Installation of cuML is pretty straightforward, though I think the trickiest part of using the RAPIDS libraries—or any CUDA-enabled library, for that mater—is ensuring you have the required CUDA libraries and toolkit installed. If you are looking for how to set that up, this blog post is not for you!
Platform-dependent imports #
Below is a data clustering example to demonstrate how easy it is to add GPU capability to your existing scikit-learn workflow. Because I often run the same code on machines with or without CUDA, the only change I made to my code was to make imports conditional on the operating system and whether CUDA is available.

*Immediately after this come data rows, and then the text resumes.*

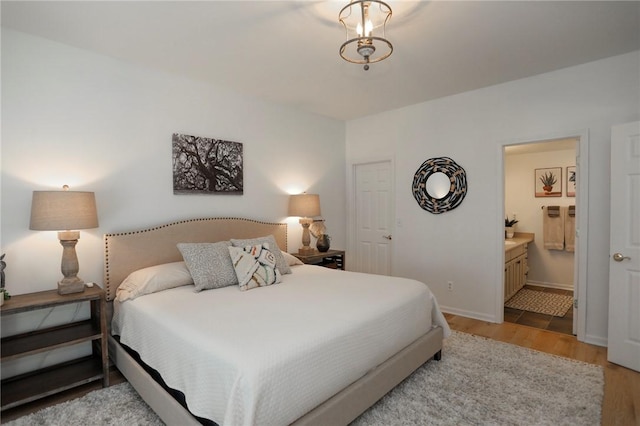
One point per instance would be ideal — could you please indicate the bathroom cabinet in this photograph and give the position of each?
(516, 269)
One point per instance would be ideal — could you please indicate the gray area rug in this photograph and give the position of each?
(477, 382)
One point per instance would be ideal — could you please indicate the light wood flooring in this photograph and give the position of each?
(621, 405)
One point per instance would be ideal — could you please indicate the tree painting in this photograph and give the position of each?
(206, 166)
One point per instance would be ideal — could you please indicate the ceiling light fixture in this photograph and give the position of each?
(361, 18)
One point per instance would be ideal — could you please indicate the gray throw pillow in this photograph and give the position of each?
(281, 263)
(209, 264)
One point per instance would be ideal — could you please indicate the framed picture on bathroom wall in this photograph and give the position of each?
(548, 182)
(571, 181)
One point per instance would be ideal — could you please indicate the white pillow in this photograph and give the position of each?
(291, 259)
(152, 279)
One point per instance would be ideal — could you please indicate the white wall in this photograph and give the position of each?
(464, 245)
(550, 268)
(73, 117)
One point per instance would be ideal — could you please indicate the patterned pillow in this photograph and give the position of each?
(255, 266)
(209, 264)
(281, 263)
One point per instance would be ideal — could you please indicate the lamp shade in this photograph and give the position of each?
(304, 205)
(63, 210)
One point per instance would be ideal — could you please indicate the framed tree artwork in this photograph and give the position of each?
(206, 166)
(571, 181)
(548, 182)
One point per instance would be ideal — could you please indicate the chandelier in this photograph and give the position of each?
(361, 20)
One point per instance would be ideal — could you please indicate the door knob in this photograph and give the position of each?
(619, 257)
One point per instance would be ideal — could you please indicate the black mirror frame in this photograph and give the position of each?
(457, 190)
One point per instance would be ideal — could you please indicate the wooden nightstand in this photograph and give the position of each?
(28, 387)
(329, 259)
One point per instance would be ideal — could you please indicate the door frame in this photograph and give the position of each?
(582, 201)
(351, 203)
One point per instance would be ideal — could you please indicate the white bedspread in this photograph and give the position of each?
(269, 355)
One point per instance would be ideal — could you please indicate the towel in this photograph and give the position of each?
(570, 229)
(553, 228)
(553, 211)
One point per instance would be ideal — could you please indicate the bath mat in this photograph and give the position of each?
(540, 302)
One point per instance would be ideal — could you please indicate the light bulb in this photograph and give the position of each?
(368, 27)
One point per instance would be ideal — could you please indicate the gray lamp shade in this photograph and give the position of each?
(304, 205)
(63, 210)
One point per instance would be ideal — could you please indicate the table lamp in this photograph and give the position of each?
(305, 206)
(65, 211)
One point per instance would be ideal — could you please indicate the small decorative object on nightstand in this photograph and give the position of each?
(28, 387)
(330, 259)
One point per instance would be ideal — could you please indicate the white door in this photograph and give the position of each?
(624, 267)
(374, 202)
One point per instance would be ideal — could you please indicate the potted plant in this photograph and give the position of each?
(548, 180)
(318, 230)
(508, 227)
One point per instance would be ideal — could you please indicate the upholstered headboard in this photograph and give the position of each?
(126, 252)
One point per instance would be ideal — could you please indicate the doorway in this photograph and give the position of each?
(373, 217)
(555, 272)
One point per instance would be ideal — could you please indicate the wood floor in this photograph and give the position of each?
(621, 405)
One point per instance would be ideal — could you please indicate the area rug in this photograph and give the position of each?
(540, 302)
(477, 382)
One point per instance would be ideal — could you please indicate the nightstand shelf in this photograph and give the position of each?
(330, 259)
(46, 340)
(47, 381)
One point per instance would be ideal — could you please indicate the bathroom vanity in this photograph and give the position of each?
(516, 266)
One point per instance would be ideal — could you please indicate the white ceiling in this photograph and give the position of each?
(287, 51)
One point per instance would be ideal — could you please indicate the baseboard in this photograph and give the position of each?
(559, 286)
(469, 314)
(596, 340)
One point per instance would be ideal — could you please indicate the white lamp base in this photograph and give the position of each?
(69, 287)
(70, 283)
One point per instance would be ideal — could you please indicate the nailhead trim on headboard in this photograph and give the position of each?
(110, 288)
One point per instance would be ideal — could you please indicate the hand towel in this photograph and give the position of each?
(553, 211)
(570, 229)
(553, 229)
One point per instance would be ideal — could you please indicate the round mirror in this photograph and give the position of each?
(438, 185)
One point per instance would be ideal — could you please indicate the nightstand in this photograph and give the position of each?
(330, 259)
(28, 387)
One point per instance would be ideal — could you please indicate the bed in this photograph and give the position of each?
(230, 353)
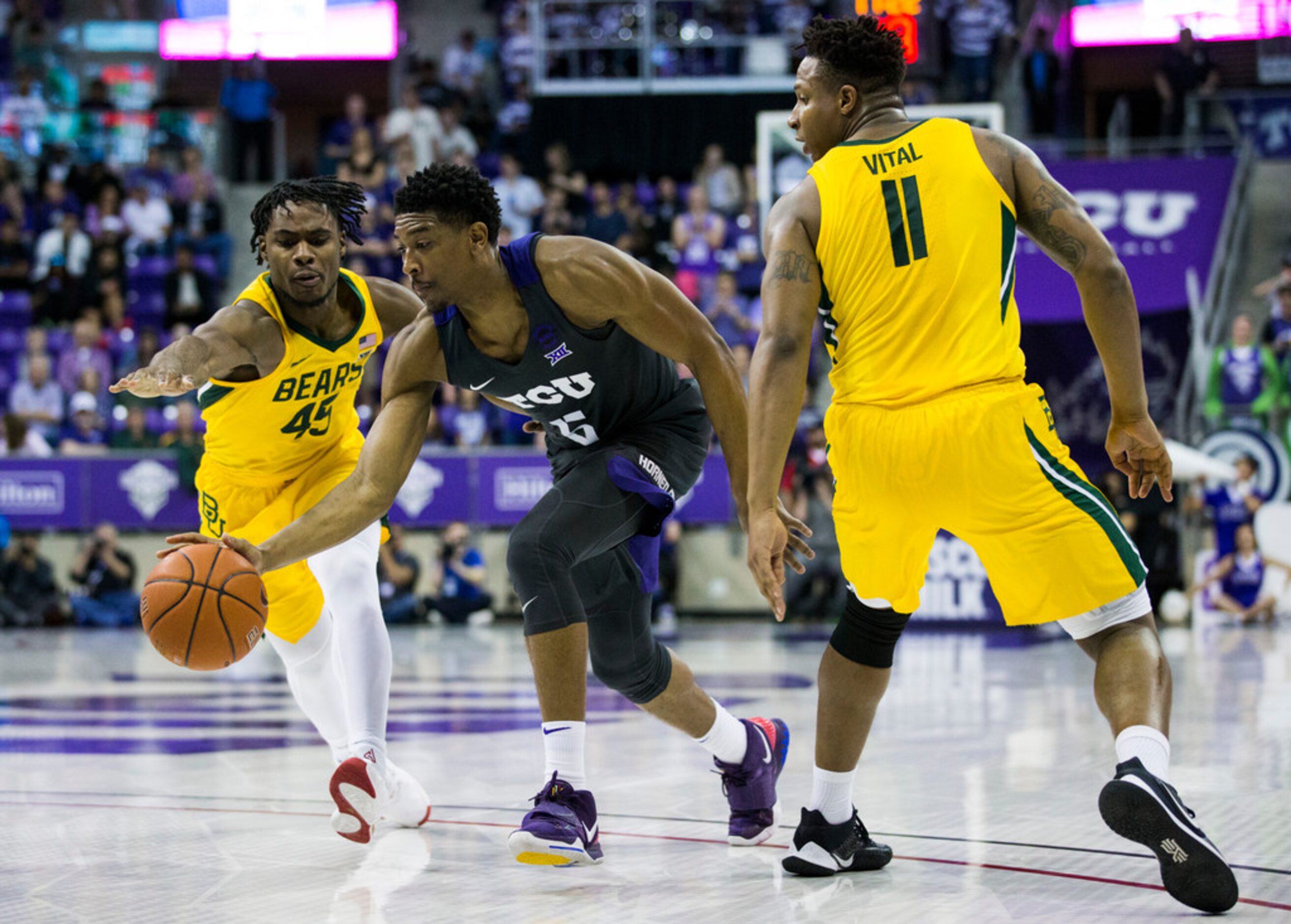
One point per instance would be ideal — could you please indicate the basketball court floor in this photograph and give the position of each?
(136, 792)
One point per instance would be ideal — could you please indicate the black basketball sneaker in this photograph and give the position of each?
(1143, 808)
(823, 850)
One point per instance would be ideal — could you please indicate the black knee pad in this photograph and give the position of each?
(641, 678)
(867, 635)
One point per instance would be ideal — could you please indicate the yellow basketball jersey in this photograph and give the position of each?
(274, 429)
(917, 247)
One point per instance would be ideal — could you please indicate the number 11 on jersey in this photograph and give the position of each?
(900, 218)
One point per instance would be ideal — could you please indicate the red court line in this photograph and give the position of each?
(1002, 867)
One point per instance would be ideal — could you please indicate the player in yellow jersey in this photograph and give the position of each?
(903, 238)
(277, 373)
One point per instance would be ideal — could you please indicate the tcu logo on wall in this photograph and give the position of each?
(1144, 214)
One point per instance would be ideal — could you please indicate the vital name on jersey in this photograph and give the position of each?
(311, 385)
(886, 160)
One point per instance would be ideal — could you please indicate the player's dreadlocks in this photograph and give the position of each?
(455, 194)
(342, 199)
(860, 52)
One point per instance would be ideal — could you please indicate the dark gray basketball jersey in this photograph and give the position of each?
(589, 389)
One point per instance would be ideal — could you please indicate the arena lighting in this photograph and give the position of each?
(1157, 22)
(352, 32)
(899, 16)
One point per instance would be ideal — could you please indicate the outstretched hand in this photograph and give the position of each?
(1139, 453)
(149, 382)
(249, 552)
(776, 537)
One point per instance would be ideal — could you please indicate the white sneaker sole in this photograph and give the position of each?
(536, 852)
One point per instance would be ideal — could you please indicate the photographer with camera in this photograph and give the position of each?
(461, 583)
(108, 575)
(29, 595)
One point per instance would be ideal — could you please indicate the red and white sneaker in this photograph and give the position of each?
(361, 797)
(408, 804)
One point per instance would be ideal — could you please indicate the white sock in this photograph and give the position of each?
(832, 794)
(727, 740)
(1147, 744)
(563, 746)
(348, 575)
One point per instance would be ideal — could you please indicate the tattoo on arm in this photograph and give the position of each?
(791, 266)
(1037, 224)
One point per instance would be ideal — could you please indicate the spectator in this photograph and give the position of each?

Note: The test in line 4 is not rigorous; there are better ways to test if CUDA is available. For my use case, the Linux platform I was using had CUDA enabled. { .p class=“alert alert-warning” }
import sys
import time
if sys.platform == 'linux': # If on Linux and have CUDA device, use GPU
print('CUDA available, using GPU.')
from cuml import KMeans, TSNE
else:
print('CUDA unavailable, using CPU.')
from sklearn.cluster import KMeans
from sklearn.manifold import TSNE
import numpy as np
from sklearn.datasets import make_blobs
k-means clustering & t-SNE #
With scikit-learn or cuML imported, you can use the following code to run k-means and t-SNE:
# Start the stopwatch!
start_time = time.time()
# Create some random data with 3 blobs:
centers = [(-10, -10), (0, 0), (10, 10)]
cluster_std = [0.1, 1, 10]
n_clusters = 3
x, labels_true = make_blobs(
n_samples=10000, # <---- Make this bigger or smaller.
cluster_std = cluster_std,
centers=centers,
n_features=n_clusters,
random_state=2009
)
# Run k-means clustering:
labels = KMeans(n_clusters=n_clusters,random_state=2009).fit_predict(x)
# Run t-SNE:
x_embedded = TSNE(n_components=2,random_state=2009).fit_transform(x)
# Stop the stopwatch!
end_time = time.time()
print(f"Completed in {end_time - start_time:.2f} s.")
As always, double check the documentation that the syntax and arguments are the same. I have run across a few cases where the function calls differ very slightly between scikit-learn and cuML.